As the first anniversary of the first national lockdown approaches, three Stone King partners have shared their thoughts on the impact of the Covid-19 pandemic on the charity and business sectors.
Reflecting on the past year, Tim Rutherford
, Head of Charity & Social Enterprise Sector Group commented; “We have seen charities continuing to develop more innovative and digital responses to the pandemic and lockdown, such as increasing online retail presence. This has led to charities needing advice on thorny issues such as data protection, privacy and online sales terms and conditions. It will be interesting to see if the wider effects of the pandemic on retail drive a greater trend towards charity shops being online as opposed to having a physical presence.
Of the financial impact, Tim said; “We have also been involved in advising charities on how to potentially derestrict endowment funds which, in some cases, are centuries old to enable charities to maximise their potential resources. It is clear that for many charities the financial challenges are being felt most keenly at the current time, as reserves have been drained, demand for services has increased but we are not yet able to return to normality.”
Julian Blake, partner in the Charity & Social Enterprise Team added; “In relation to the involvement of social enterprise and charities in public service provision, there has been a notable enhanced recognition of their value (as with the general appreciation of NHS workers). Commissioners describe this as the sector “stepping-up”, though it is more about increased collaborative endeavour and improved mutual understanding.”

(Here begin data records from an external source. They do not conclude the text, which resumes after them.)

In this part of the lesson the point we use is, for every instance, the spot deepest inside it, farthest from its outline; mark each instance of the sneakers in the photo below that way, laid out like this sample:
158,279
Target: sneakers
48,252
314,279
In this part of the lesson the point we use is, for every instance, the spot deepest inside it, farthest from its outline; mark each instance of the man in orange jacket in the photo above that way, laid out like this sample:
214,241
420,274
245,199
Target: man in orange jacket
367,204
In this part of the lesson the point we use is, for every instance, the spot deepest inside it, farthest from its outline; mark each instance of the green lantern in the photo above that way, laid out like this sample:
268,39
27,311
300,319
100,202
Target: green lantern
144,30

Whilst Head of Business Sector Team, Peter Woodhouse
contrasted the pandemic’s devastating impact on some businesses - not least the retail, travel and hospitality sectors - with those who have thrived such as virtual platforms, home delivery services and businesses with lower or flexible fixed costs, his thoughts also turned to employee relations.

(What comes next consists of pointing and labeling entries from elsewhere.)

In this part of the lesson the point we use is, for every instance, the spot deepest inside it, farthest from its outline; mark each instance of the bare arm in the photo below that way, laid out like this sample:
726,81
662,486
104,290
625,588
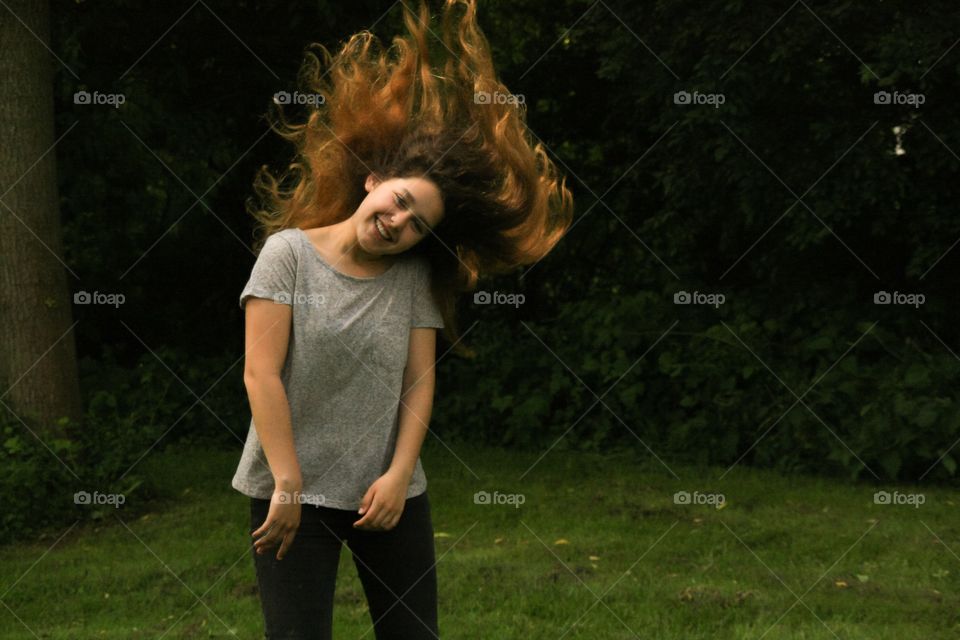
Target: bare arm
419,381
267,337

“Some employers have treated the crisis as an opportunity to improve communications with staff and to build trust. Businesses that have demonstrated that owners are sharing the pain and have discussed how to share it, are businesses that will emerge from the crisis with employee engagement credit.”
Looking to the future, he added; “The pandemic has forced society to operate differently. Some of those differences are good for people, good for performance and good for the planet. The businesses that will emerge stronger are those that can retain those differences long after the primary crisis has passed.”